Former DPD Chief James Craig is making a bet that Michigan voters will be willing to give him a chance in his campaign to unseat Governor Whitmer. But a new poll by USA Today, Suffolk University, and the Detroit Free Press found only 28 percent of Detroiters said Craig's record as chief would make them more likely to support him as governor. It also found some Detroiters were surprised to learn Craig is a Republican who embraces Donald Trump, who earned just over 5 percent of the vote in Detroit in 2020. "[As] far as him coming out and saying he's going to run under the Republican Party, that rubbed me the wrong way," James Gibbs, 77, a retired city worker, told the Freep. "I don't understand that." Craig's status as a rare Black Republican is irresistible to Fox News, however, where Craig officially announced his candidacy last week on Tucker Carlson's show.

Last week, the 2020 Tokyo Olympics finally launched, a year behind schedule, with its opening ceremony held in a nearly empty stadium — because of the national emergency declared because of the historic COVID-19 pandemic, duh.
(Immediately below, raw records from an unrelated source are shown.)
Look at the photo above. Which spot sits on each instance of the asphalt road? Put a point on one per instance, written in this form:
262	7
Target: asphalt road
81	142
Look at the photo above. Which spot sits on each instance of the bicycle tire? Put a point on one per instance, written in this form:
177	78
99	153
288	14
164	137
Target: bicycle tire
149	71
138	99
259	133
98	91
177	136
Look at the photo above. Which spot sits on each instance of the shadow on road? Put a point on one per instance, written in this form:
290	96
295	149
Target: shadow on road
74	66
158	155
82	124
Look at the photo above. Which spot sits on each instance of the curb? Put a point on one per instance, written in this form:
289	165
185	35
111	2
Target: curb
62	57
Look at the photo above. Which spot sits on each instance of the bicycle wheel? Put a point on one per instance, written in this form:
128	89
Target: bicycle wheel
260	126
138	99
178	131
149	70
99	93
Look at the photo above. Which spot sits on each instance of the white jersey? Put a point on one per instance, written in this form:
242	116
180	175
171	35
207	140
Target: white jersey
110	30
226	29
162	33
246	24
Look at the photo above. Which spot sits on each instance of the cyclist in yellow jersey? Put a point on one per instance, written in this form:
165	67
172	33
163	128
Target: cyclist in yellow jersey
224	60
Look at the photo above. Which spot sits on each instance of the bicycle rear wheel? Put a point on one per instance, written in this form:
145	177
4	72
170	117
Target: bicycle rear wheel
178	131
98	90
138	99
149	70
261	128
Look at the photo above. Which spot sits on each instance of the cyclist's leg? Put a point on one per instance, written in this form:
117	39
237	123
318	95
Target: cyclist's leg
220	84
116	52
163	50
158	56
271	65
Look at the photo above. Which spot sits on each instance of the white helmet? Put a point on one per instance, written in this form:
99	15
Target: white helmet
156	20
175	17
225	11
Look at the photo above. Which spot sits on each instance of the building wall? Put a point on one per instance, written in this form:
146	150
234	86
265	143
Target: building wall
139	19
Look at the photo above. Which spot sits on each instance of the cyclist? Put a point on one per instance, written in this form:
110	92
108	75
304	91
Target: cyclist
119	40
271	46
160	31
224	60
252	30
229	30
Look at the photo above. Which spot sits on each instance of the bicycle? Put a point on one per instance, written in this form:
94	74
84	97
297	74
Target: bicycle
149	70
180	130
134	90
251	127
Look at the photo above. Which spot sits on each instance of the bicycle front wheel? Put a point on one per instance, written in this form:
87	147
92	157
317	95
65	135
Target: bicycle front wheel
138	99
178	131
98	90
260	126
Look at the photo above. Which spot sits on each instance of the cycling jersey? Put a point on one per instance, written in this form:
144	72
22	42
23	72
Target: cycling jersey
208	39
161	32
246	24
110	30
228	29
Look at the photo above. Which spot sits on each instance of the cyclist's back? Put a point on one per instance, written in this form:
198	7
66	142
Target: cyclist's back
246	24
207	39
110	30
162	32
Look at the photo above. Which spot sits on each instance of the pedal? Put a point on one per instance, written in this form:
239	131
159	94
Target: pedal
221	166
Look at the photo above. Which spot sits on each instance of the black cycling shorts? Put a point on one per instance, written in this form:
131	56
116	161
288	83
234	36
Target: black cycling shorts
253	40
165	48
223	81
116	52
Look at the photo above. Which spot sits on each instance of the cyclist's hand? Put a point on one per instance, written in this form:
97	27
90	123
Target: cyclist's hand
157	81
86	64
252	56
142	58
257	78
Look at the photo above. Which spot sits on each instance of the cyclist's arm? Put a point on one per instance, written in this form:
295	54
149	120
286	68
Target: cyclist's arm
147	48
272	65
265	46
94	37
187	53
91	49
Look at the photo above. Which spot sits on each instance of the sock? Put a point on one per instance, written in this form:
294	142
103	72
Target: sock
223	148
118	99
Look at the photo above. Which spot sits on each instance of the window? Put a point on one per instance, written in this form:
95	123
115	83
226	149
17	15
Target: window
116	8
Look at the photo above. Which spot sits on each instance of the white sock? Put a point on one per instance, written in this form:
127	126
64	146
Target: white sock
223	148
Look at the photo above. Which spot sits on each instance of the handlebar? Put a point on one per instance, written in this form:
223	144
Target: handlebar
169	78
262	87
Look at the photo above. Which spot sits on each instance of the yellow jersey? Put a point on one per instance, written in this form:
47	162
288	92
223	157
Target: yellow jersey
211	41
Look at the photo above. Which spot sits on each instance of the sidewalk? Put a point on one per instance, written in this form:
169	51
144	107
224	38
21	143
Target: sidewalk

But it's not just health concerns that have people rethinking the Olympics this year. The Tokyo games are reportedly some $20 million over budget, which is actually par for the course. According to The New York Times, every Olympics since 1960 has run over budget, at an average of 172 percent in inflation-adjusted terms, according to an analysis by researchers at Oxford University. "If we were living in a rational world, we would have the same city hosting the Games every two years," NYT's Andrew Ross Sorkin and Sarah Kessler write. "There's no reason to rebuild the Olympic Shangri-La every four years." Might we suggest ... Greece?

Looks like the nearly 650,000 Michiganders who received letters saying they may not have qualified for unemployment benefits they received due to a government error won't have to repay the money after all. "No one who followed the rules and received benefits through no fault of their own should have to pay back money to the federal government," Whitmer said in a statement last week. "We expect to utilize the waiver process that was granted by the federal government to ensure that you are made whole." The SNAFU happened when the state issued pandemic relief guidelines that wound up different than the ones from the federal government. Whoops!

Congratulations are in order for Kwame Kilpatrick, the embattled former Detroit mayor whose life has radically changed since Trump pardoned him in the 11th hour of his presidency, freeing him of a 28-year sentence for wire fraud and racketeering after serving just seven years. Kilpatrick returned to Detroit on Saturday to marry Laticia Maria McGee at Detroit's Historic Little Rock Baptist Church, a woman who he reportedly met when she was 20 and working as a receptionist in his office in 2002, according to Deadline Detroit. Kilpatrick has said he plans to live in Georgia, where he and McGee filed articles of incorporation for a nonprofit named Movement Ministries last month.